AR-L57 [2-(2,4-dimethoxy 2-phenyl)-1H-imidazo[4,5-b]pyridine] and AR-L115 [2-(2-methoxy-4-(methylsulfinyl)phenyl)-1H-imidazo[4,5-b]pyridine] have been of interest as inotropic agents for management of heart failure. Although their physiological effects are well documented, their mechanism(s) of action are unclear. Both AR-L57 and AR-L115 increased contractile force of cat papillary muscles in concentration-dependent manners; these effects were independent of either .alpha.- or .beta.-adrenoceptor stimulation. To determine if these effects occurred via a cAMP-dependent mechanism, cardiotonic actions were studied in the presence of carbachol. Muscarinic stimulation of papillary muscles attenuated contractile responses to AR-L115 thus implying a cAMP-mediated response. By contrast, carbachol did not alter the dose-response profile to AR-L57. In addition, AR-L115 potentiated the inotropic actions of isoproterenol, whereas AR-L57 was ineffective. Both AR-L57 and ouabain increased diastolic resting tension in papillary muscles, a phenomenon associated with a state of Ca2+ overload; AR-L115 was without effect. In anesthetized dogs, i.v.

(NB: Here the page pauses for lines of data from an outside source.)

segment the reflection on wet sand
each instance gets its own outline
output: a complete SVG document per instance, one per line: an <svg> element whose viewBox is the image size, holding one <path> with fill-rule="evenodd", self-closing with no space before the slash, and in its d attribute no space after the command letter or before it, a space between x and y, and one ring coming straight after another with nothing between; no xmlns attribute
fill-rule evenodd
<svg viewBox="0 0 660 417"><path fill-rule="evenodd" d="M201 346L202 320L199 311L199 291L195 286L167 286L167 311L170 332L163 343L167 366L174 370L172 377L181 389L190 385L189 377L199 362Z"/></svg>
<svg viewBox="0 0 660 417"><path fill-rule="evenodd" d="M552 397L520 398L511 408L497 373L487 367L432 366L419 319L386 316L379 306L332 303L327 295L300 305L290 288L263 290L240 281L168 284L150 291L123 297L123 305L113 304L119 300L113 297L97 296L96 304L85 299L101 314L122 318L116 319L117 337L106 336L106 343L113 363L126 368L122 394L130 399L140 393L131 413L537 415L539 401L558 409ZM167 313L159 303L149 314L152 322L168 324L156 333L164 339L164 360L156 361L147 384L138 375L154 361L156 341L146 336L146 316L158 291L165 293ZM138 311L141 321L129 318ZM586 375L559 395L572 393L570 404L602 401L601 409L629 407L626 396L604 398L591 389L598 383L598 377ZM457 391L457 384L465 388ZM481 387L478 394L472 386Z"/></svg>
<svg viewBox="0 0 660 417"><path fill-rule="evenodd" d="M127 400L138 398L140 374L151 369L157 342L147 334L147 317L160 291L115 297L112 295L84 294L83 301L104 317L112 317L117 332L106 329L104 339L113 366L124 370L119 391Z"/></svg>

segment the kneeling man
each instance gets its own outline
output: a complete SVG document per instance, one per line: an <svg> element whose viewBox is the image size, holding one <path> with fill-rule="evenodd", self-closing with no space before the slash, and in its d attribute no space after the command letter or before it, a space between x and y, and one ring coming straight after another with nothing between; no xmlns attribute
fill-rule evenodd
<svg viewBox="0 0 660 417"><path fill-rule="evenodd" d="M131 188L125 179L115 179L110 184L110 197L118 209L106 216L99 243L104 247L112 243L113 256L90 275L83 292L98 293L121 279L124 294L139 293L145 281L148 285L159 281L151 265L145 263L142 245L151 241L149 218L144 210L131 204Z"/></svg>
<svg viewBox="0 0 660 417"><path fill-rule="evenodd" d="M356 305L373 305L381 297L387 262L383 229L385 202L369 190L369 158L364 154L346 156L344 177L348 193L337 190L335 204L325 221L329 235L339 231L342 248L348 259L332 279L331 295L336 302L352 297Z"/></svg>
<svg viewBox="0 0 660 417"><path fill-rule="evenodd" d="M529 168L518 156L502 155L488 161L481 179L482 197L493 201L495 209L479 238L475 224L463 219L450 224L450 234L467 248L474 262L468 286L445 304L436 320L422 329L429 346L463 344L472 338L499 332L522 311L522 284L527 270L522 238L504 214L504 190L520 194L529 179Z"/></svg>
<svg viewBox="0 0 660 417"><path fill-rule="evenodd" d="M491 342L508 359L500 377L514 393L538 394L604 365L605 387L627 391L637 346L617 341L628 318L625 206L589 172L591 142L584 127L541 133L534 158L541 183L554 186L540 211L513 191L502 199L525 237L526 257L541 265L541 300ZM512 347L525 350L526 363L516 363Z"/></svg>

AR-L57 and AR-L115 increased contractility and heart rate, while reducing mean arterial blood pressure. Both agents had similar rates of onset (10-15 s) and durations of action (40-60 min). Although in vitro studies clearly indicate that AR-L57 and AR-L115 enhance inotropic state by distinct mechanisms, their in vivo cardiovascular profiles are comparable.